Qui Ferrara – Trieste, Udine, il Friuli veneto
La lunga sfida dell’integrazione

FullSizeRender (3) È Trieste, la Trieste “diventata un mito”, come l’ha definita nel suo intervento la professoressa statunitense Lois Dubin, la protagonista della seconda giornata del convegno “Gli ebrei nella storia del Friuli-Venezia Giulia. Una vicenda di lunga durata” promosso dalla Fondazione Museo Nazionale dell’Ebraismo Italiano e della Shoah di Ferrara in collaborazione con l’Università di Udine e l’Università degli Studi di Trieste, la Comunità ebraica e l’Associazione per lo studio dell’Ebraismo delle Venezie, e con il patrocinio dell’UCEI, della Comunità di Ferrara e del Comune, in corso nella città estense all’Istituto di Cultura ‘Casa Giorgio Cini’.
Come nel caso dello studio dell’ebraismo nel Friui veneto, a cui è stata dedicata la prima giornata di lavori, sono state analizzate tutte le vicende economiche, sociali e demografiche che hanno caratterizzato i nuclei ebraici della regione nel corso dei secoli.
Una panoramica che è possibile ottenere, ad esempio, attraverso l’analisi delle fonti notarili, come ha fatto Milena Maniago, ricercatrice all’Università di Udine, che ha studiato in particolare l’attività della famiglia dei Luzzatto a San Daniele del Friuli nel Seicento, diventati i banchieri della città stipulando una condotta con la Comunità. Un caso molto specifico, attraverso cui tuttavia è possibile rendersi conto come l’impresa-famiglia possa essere considerata “un microcosmo che può fungere da campione e paragone con altre realtà italiane”. Piccole comunità in cui una parte della storia ebraica si sviluppa attraverso quella di una sola famiglia. Una realtà complessa e sfaccettata, il cui ruolo economico – ha osservato Maniago – “va oltre la pura gestione del banco di prestito concordata con le autorità cittadine, con altre forme di credito e commercio”, svelata anche da testimonianze delle dinamiche interne al sistema famigliare come le unioni matrimoniali e le divisioni patrimoniali. Lo stesso ha sottolineato Miriam Davide, ricercatrice del’Università di Trieste, che ha descritto la vita economica e sociale degli ebrei fra medioevo ed età moderna. I lasciti testamentari destinati prevalentemente a figlie femmine e la gestione degli affari affidata alle donne, che erano veri e propri capifamiglia – ha sottolineato ad esempio – “sono scelte che dicono molto del ruolo della donna all’interno della Comunità triestina”.
Un altro fenomeno che può considerarsi rivelatore della vita sociale e della demografia delle Comunità ebraiche del Friuli-Venezia Giulia è quello delle conversioni, in particolare nel corso dell’Ottocento, un secolo che segnò l’emancipazione e l’integrazione degli ebrei nella società maggioritaria.
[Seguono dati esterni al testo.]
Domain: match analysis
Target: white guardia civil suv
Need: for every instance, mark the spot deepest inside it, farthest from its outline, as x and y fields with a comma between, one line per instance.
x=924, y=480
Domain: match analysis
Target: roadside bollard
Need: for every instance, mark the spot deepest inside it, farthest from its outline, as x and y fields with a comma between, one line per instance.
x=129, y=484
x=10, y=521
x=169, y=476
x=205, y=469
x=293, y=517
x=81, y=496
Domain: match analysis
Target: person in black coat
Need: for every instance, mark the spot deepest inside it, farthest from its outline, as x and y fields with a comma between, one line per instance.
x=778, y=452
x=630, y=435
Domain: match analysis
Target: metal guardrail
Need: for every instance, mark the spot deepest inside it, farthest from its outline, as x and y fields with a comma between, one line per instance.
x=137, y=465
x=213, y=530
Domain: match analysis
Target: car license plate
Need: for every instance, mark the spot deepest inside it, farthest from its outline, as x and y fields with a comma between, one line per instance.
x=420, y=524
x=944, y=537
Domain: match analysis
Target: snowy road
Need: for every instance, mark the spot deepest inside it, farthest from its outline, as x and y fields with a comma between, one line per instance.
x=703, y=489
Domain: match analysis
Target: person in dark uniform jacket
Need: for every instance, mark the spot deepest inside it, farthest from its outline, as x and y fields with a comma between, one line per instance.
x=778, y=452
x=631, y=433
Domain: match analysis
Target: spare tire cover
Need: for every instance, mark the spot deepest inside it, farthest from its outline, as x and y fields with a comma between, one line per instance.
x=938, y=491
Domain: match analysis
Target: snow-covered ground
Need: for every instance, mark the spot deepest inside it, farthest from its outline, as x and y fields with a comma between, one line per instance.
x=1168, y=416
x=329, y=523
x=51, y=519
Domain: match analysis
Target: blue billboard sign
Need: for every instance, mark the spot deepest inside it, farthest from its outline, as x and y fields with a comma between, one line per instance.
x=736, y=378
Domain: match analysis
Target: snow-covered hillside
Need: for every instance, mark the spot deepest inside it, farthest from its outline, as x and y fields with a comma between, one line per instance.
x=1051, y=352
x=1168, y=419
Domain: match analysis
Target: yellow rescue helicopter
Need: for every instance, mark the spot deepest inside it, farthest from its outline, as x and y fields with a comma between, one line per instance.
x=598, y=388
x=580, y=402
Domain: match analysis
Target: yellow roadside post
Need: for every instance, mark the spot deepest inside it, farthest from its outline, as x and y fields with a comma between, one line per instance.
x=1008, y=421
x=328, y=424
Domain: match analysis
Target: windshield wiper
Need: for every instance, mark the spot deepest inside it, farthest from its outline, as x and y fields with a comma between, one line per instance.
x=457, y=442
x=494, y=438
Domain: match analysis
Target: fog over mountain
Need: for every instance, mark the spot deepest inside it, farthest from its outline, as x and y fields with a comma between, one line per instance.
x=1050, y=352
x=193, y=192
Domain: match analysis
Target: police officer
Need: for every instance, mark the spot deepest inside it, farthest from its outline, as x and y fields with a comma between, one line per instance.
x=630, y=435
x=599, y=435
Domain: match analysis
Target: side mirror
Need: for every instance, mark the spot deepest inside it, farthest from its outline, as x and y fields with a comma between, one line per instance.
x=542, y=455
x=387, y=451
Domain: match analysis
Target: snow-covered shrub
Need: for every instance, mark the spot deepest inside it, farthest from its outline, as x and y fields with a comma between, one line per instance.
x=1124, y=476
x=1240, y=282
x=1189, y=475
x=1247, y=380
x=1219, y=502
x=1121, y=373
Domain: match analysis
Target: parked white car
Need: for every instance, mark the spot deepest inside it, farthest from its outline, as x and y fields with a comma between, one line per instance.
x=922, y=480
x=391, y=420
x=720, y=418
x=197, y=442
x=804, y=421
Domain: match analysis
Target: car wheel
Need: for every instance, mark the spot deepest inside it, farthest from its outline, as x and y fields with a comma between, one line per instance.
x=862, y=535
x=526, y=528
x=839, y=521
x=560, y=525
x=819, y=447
Pier Cesare Ioly Zorattini, professore dell’Università di Udine e curatore scientifico del convegno, ha comparato la situazione di Gorizia con quella di Udine. Mentre nel primo caso i battesimi celebrati rappresentarono un fenomeno alquanto marginale rispetto alle dimensioni della Comunità ebraica, nel secondo la cifra non è irrilevante in considerazioni delle ridotte dimensioni del nucleo ebraico. Anche a Trieste, ha poi spiegato Tullia Catalan, ricercatrice presso l’Università degli studi locale, tra Ottocento e Novecento si è registrato un altissimo numero di abiure, non sempre però sfociate in conversioni a un’altra fede. L’ondata è legata a vari fattori, ha spiegato Ioly Zorattini, tra cui la scelta delle nuove generazioni di allontanarsi dalla Comunità ebraica ma anche l’azione della Chiesa e la sua “radicale intransigenza nei confronti delle altre minoranze religiose”. Forte era infatti il pregiudizio antiebraico, come si può riscontrare anche nell’iconografia del Friuli, che è stata analizzata dallo storico dell’arte Paolo Goi, che ha fatto notare come venissero espressi attraverso vari simboli ad esempio il contrasto tra la chiesa e la sinagoga e “l’accusa di deicidio, tra le altre cose attraverso rappresentazioni dello scorpione”, animale minaccioso per eccellenza.
Ad analizzare le manifestazioni di vero e proprio antisemitismo è stato poi anche l’intervento dell’insegnante e saggista Valerio Marchi, che ha parlato della situazione degli ebrei a Udine dalle guerre d’indipendenza alla persecuzione nazifascista. Un’analisi in cui le vicende della storia si intrecciano a quelle degli individui, ha sottolineato Marchi, che ha ad esempio citato il caso di Fabio Luzzatto, “che nel 1931 rifiutò di prestare giuramento di fedeltà al fascismo”, o di Felice Momigliano, che scriveva della sua forte identità italiana legata anche al fatto che il padre fu tra i primi a combattere per l’Unità.
Un evento che costrinse gli ebrei triestini a interrogarsi su cosa significasse essere ebrei una volta divenuti cittadini di uno Stato nazionale, come ha sottolineato la ricercatrice dell’Università di Bari Anna Millo nel suo intervento dedicato alla borghesia triestina ebraica tra Ottocento e Novecento, la cui funzione è stata fondamentale “sia da un punto di vista qualitativo per l’impulso allo sviluppo economico della regione, sia per il contributo in termini quantitativi”. Uno sviluppo che costituisce un caso unico nel porto franco degli Asburgo e nella moderna città portuale di Trieste, e secondo Millo il successo degli ebrei nel campo “non dipende tanto dal fatto di essere inseriti nella Comunità quanto dal livello d’integrazione straordinaio all’interno la società triestina”. Un cosmopolitismo che costituisce secondo Dubin il fattore per cui la città colpisce tanto profondamente chiunque si avvicini a studiarla, o in altre parole la risposta alla domanda “perché Trieste?”.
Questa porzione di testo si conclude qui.